In a joint statement, Sens. John McCain (R-Ariz.), Lindsey Graham (R-S.C.) and Kelly Ayotte (R-N.H.) and Rep. Peter King (R-N.Y.) credited local law enforcement and federal authorities for moving quickly to apprehend Dzhokhar Tsarnaev, including the decision to send the FBI's high-value detainee interrogation team to Boston to assist in the manhunt and subsequent investigation.

"The accused perpetrators of these acts were not common criminals attempting to profit from a criminal enterprise, but terrorists trying to injure, maim, and kill innocent Americans," the quartet wrote in a statement issued by their offices Saturday.

Tsarnaev, they said, "clearly is a good candidate for enemy combatant status. We do not want this suspect to remain silent."

Obama did away with the term "enemy combatant" when he took office but has retained the broad right to detain, indefinitely and without charges, anyone who provides "substantial" assistance to al-Qaeda and its associates around the globe.

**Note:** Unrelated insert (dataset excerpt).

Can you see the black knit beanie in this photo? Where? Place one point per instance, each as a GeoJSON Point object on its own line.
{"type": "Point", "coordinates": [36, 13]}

Federal officials said late Friday that they would use a public safety exception to delay reading Tsarnaev his "Miranda" rights, which advise a suspect of the right to counsel and offer a warning about self-incrimination. That decision is based on guidance from a 2010 Justice Department memorandum that said a delay in issuing Miranda warnings was justified when suspected terrorists were captured in the United States.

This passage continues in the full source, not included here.